According to CORAN, the public should hold the NMDPRA accountable for the ongoing issues preventing local refineries from meeting demand. Idoko stressed the need for the NMDPRA to address issues like access to feedstock and create a binding framework that enables local refineries to meet domestic demand.

 

“If the NMDPRA is serious about improving local refining, they need to ask themselves: Have they done enough to resolve the issues stifling local refineries?” Idoko said. “We don’t need more talk about how imports harm the economy. We know importing is unsustainable. The public needs to understand why we’re still importing when we have the capacity to produce domestically at a lower cost.”

 

Idoko also referenced Dangote Refinery’s appeal last year for marketers to purchase products from its nearly full storage tanks due to the significant gap in domestic refining capacity.

 

“If a refinery of that size is struggling because of a lack of crude, why are the regulators still claiming that our refining capacity is underperforming?” he asked. “These refineries have been requesting crude for over two years.”

 

In his critique of the government’s handling of the sector, Idoko called for greater transparency. “The regulators must provide a full report on the last refinery to receive a single litre of crude.

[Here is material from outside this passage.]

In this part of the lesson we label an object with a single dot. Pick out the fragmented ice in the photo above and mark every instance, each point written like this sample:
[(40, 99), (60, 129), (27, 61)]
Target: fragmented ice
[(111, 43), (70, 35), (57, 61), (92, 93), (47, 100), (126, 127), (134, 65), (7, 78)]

Our members haven’t received any crude in six months. How can they be expected to produce without the raw materials?”

 

Idoko acknowledged that refineries have not been denied licenses but insisted that there must be fair competition.

 

“Let there be a level playing field for everyone. If crude is being supplied to local refineries, let the regulators publish the quantities and charts showing what has been supplied,” he said. “Without transparency, the claim that local refineries are underperforming is unfounded.”

 

Petrol Landing Cost

 

Meanwhile, the cost of landing petrol on Nigeria’s shores has decreased to N928.99 per litre. Dealers confirmed this cost includes various expenses like shipping, import duties, and exchange rates.

 

According to the Major Energy Marketers Association of Nigeria’s daily energy data, the estimated import parity into tanks at the ASPM terminal was N928.99 per litre on Thursday, up by N1 from N927.27 per litre on February 7, 2025. At the NPSC terminal, it was priced at N929.05 per litre. The report also noted that the 30-day average cost rose to N969.94 per litre, compared to N938.67 per litre on February 7.

 

The price of Brent crude was pegged at $75.84 per barrel, with an exchange rate of N1,507.22 per dollar.